When building and engaging in a project, stakeholders play an important role in the outcome of the project. To be frank, without stakeholders, there cannot be a project.
Stakeholders are essentially people who have an interest in and are affected positively or negatively by a current project. Stakeholders can be represented by an individual or an organisation; and the engagement between a stakeholder/company or and individual is crucial.
Project stakeholders can be separated into two types:
• Internal stakeholders
• External stakeholders
The person identified as an internal stakeholder is poised with the task of juggling a whole range of requirements coming from the client organisations, which then results in them becoming a subject of many different influences which may affect the project. These include: Employees, Owners, Managers, Board of Directors and Shareholders.
External stakeholders are not associated with the client organisation, however they have a keen interest in the project. These will include: Suppliers, Customers, Investors, Government and Regulatory Authorities.
As there can be challenges when it comes to managing external stakeholders as it usually involves a number of people, as well as their levels of power being much different than internal stakeholders, understanding how to identify the key stakeholders that will help to prioritise management resources will be beneficial.

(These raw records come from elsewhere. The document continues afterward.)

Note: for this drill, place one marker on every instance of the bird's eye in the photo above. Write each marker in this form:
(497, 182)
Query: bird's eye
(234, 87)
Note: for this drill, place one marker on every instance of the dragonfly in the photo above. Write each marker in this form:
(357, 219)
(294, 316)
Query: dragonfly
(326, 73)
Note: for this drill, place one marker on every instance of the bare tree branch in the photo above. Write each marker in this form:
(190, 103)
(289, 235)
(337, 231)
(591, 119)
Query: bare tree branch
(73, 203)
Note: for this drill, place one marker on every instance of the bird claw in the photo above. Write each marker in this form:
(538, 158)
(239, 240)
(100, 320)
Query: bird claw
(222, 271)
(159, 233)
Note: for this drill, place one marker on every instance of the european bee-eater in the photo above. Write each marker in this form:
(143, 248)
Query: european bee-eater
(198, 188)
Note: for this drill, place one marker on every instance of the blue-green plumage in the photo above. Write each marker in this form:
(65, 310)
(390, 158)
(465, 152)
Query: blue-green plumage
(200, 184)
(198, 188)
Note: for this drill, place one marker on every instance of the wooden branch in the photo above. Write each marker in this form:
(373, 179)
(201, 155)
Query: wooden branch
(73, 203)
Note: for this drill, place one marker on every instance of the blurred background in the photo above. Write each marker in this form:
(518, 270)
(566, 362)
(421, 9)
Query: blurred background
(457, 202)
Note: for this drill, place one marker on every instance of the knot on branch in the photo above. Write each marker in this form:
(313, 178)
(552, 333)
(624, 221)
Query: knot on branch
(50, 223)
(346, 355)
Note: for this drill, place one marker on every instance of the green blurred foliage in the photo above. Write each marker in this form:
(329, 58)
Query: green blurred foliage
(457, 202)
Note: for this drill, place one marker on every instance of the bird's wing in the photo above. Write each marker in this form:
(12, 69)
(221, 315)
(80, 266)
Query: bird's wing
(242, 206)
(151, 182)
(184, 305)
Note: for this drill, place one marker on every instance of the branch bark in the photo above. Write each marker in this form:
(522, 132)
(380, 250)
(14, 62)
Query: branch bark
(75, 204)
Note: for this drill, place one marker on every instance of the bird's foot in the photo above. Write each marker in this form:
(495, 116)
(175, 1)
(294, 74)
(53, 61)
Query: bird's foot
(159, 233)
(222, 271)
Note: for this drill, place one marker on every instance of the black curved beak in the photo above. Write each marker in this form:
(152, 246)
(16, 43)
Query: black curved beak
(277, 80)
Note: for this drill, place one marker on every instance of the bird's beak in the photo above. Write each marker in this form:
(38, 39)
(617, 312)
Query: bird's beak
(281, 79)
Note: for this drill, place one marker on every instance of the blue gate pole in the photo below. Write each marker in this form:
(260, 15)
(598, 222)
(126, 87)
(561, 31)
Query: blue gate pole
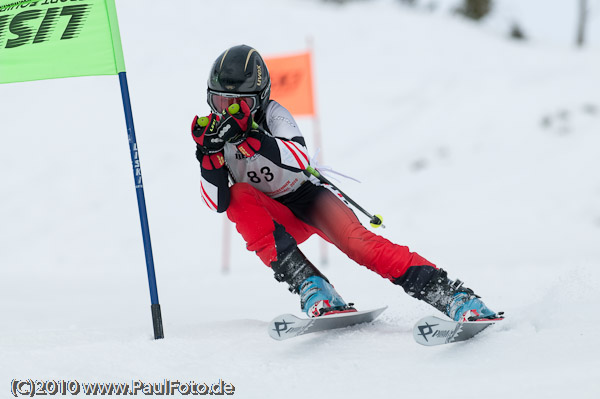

Managing stakeholders takes place each day during the project. Candidates who seek a career in project management must have strong communication skills, being able to meet their needs and expectations, whilst addressing issues and judging appropriate stakeholder management. You need to develop appropriate strategies to work with the stakeholders and execute the project. Once team members have decided which stakeholder plan and approach to use, there are three steps they are advised to take.
Involve stakeholders throughout the project – Stakeholder management begins by involving relevant stakeholders throughout the project. As they are going to be a part of the project from beginning to end, it’s important to keep them up to date with the process and make them feel valued. By doing this, you ensure that you are constantly taking into account their wants, needs and expectations – minimising the risk of disagreement or last minute changes influencing the overall cost.
Effective communication is key – Communication is perhaps the most important skill you should have when it comes to project management. Without clear and effective communication, stakeholder involvement will not be possible. Regular meetings throughout the process will be beneficial. This could begin with a ‘kick-off meeting’, followed by a ‘project status meeting’ in the middle, then ending with a ‘project review’.
Document each stakeholder’s roles and needs - Whilst stakeholders are having their input and the project is progressing, it is a good idea to have this information down in a document or spreadsheet. This will help the person overseeing the project to keep on top of everyone’s roles and responsibilities; making changes or delegating when necessary. These steps help you ensure the project goes in the right direction.
Whilst stakeholders are important to the outcome of a project, the way you communicate and involve them is also vital to the success of failure of the project. By implementing the three step process and strategic stakeholder analysis to match, this increases chances of success. Building good relationships is necessary in project management, and engaging with influential groups increases the chances of success.